Pine trees in the Rocky Mountains are being jeopardized by beetle infestations, while new forests are encroaching on the Alaskan tundra. East coast beaches and marshes are succumbing to rising seas, especially in places where development prevents their natural migration landward. Polar bears, seals, and walrus are struggling to survive in a world of dwindling sea ice, which is their required habitat. Birds and butterflies have had to shift their breeding season and the timing of their seasonal migrations. Fish are dying by the thousands during intense and lengthy droughts and heat waves. Many plant and wildlife species are shifting their entire ranges to colder locales, in many cases two- to three-times faster than scientists anticipated.
Without significant new steps to reduce carbon pollution, our planet will warm by 7 to 11 degrees Fahrenheit by the end of the century, with devastating consequences for wildlife.

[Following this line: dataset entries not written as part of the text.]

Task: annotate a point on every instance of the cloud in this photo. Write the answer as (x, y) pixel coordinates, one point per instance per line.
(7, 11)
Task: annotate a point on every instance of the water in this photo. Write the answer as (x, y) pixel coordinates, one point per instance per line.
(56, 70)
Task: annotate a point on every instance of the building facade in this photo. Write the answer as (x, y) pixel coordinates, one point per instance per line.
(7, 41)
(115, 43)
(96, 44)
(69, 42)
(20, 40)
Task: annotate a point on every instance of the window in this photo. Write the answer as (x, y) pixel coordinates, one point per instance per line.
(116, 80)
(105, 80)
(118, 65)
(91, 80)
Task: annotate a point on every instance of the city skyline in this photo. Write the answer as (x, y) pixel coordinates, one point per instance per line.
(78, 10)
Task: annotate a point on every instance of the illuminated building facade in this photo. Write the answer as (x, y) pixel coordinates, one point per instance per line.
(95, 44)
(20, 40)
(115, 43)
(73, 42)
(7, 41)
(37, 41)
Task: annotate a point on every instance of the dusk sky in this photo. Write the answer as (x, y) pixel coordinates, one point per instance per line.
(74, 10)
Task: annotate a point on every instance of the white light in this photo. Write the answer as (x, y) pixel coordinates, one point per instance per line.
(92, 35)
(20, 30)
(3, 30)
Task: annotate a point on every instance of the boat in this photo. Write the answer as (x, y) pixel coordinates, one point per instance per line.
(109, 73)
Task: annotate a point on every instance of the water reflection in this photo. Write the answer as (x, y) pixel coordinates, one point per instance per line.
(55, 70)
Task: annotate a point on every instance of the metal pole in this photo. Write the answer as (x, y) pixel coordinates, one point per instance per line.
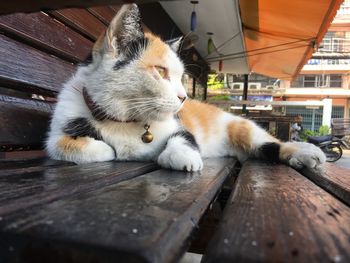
(245, 94)
(193, 88)
(313, 120)
(205, 91)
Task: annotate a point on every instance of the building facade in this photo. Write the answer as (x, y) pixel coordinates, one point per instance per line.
(325, 76)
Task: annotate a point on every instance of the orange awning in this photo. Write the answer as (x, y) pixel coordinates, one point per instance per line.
(280, 35)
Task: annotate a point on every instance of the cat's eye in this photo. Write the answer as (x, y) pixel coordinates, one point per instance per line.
(163, 72)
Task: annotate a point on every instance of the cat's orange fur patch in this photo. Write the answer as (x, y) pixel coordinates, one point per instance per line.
(240, 134)
(195, 113)
(99, 43)
(286, 151)
(69, 145)
(155, 53)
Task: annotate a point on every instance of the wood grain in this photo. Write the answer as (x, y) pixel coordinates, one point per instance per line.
(37, 5)
(47, 34)
(81, 20)
(104, 13)
(23, 188)
(145, 219)
(27, 66)
(277, 215)
(24, 123)
(334, 179)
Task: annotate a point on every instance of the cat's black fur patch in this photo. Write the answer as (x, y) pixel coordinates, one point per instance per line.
(190, 140)
(81, 127)
(270, 152)
(131, 52)
(87, 61)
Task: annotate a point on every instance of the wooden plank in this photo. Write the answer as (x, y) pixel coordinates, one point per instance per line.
(24, 123)
(146, 219)
(23, 188)
(27, 66)
(37, 5)
(15, 165)
(81, 20)
(277, 215)
(43, 31)
(104, 13)
(334, 179)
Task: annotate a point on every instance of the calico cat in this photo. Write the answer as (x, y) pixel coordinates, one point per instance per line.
(129, 104)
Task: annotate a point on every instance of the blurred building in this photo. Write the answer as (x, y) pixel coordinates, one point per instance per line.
(325, 76)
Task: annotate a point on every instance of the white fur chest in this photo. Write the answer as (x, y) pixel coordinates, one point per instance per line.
(126, 140)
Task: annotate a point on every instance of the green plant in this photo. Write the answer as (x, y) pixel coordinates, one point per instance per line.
(324, 130)
(214, 82)
(306, 134)
(220, 97)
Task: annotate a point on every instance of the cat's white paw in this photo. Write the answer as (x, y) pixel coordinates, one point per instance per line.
(182, 158)
(306, 155)
(98, 151)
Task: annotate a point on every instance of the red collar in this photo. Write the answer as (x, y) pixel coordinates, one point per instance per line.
(97, 112)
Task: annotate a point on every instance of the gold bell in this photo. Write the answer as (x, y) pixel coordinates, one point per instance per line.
(147, 137)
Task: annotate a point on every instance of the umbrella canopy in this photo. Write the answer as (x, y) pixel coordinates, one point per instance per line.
(270, 37)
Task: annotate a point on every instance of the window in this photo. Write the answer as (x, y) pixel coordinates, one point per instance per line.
(335, 81)
(318, 81)
(309, 81)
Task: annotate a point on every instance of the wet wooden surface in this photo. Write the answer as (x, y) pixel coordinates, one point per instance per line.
(37, 5)
(24, 64)
(334, 179)
(48, 34)
(277, 215)
(81, 20)
(104, 13)
(24, 123)
(147, 218)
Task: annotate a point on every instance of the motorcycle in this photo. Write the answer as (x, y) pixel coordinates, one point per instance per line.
(330, 145)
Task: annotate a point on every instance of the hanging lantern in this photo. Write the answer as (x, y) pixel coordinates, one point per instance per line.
(221, 64)
(194, 16)
(211, 46)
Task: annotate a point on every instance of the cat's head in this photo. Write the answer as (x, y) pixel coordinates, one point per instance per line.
(135, 75)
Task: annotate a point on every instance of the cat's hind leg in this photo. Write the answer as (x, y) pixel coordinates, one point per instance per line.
(79, 149)
(251, 140)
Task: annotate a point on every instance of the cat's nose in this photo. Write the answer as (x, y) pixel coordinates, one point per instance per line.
(182, 98)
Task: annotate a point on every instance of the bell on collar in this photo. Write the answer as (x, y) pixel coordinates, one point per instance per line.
(147, 137)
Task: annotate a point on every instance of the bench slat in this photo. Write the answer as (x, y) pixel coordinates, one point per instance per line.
(334, 179)
(49, 34)
(276, 214)
(146, 219)
(27, 66)
(104, 13)
(24, 123)
(23, 188)
(12, 165)
(81, 20)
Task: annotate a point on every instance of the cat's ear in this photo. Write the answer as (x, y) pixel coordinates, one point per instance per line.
(124, 28)
(175, 43)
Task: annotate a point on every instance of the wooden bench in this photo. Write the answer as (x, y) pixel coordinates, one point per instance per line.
(53, 211)
(340, 127)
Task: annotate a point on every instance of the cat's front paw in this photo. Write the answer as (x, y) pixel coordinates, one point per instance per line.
(184, 158)
(306, 155)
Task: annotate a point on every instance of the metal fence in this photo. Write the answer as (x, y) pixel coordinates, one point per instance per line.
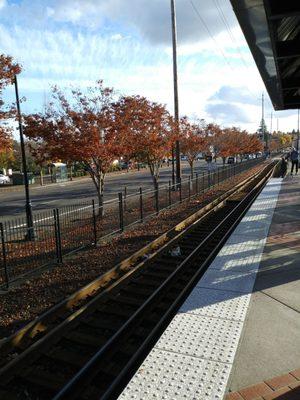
(60, 232)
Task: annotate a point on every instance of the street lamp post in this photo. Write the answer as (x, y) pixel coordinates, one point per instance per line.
(28, 207)
(176, 107)
(298, 133)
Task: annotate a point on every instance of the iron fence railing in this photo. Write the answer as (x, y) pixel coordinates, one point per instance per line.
(62, 231)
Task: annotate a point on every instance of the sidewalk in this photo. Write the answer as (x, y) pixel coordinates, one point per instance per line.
(270, 344)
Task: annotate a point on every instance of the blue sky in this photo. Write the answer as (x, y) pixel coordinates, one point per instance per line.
(127, 43)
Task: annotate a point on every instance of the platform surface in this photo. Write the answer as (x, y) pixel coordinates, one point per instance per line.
(225, 333)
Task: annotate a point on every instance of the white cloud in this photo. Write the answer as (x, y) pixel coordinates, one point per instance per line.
(77, 42)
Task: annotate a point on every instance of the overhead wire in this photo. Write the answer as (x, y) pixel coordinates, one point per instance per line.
(233, 69)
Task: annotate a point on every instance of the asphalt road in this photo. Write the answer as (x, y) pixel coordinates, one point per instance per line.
(12, 204)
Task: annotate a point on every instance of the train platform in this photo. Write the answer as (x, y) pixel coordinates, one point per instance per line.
(239, 328)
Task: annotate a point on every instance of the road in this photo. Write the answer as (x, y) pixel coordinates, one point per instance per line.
(71, 193)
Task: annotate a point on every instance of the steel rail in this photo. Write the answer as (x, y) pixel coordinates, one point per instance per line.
(77, 384)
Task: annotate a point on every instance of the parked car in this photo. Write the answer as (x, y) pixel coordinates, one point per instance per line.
(4, 179)
(231, 160)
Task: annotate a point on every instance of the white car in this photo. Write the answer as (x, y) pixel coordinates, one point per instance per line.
(4, 179)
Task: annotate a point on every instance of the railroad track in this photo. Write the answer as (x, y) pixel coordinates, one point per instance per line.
(92, 352)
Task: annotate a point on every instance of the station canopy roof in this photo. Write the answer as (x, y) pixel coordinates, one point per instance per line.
(272, 30)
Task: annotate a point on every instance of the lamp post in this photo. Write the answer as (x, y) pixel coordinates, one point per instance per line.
(176, 107)
(298, 138)
(28, 207)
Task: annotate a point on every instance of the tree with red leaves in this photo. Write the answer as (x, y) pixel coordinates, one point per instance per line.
(144, 129)
(78, 129)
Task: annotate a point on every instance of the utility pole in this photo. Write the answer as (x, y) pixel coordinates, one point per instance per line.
(265, 134)
(28, 207)
(298, 138)
(175, 80)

America must be a leader in taking swift, significant action to reduce pollution and restore the ability of farms, forests, and other natural lands to absorb and store carbon. This means rapidly deploying clean, renewable energy sources, such as wind, solar, geothermal and sustainable bioenergy, while curbing the use of dirty energy reserves. And it means reducing the carbon pollution from smokestacks that is driving the climate change harming wildlife.
Because of the warming already underway and the time it will take to transform our energy systems, we will be unable to avoid many of the impacts of climate change. Our approaches to wildlife conservation and natural resource management need to account for the new challenges posed by climate change. We must embrace forward- looking goals, take steps to make our ecosystems more resilient, and ensure that species are able to shift ranges in response to changing conditions. At the same time, we need to protect our communities from climate-fueled weather extremes by making smarter development investments, especially those that employ the natural benefits of resilient ecosystems.
The challenges that climate change poses for wildlife and people are daunting. Fortunately, we know what’s causing these changes and we know what needs to be done to chart a better course for the future. As we begin to see whole ecosystems transform before our very eyes, it is clear that we have no time to waste.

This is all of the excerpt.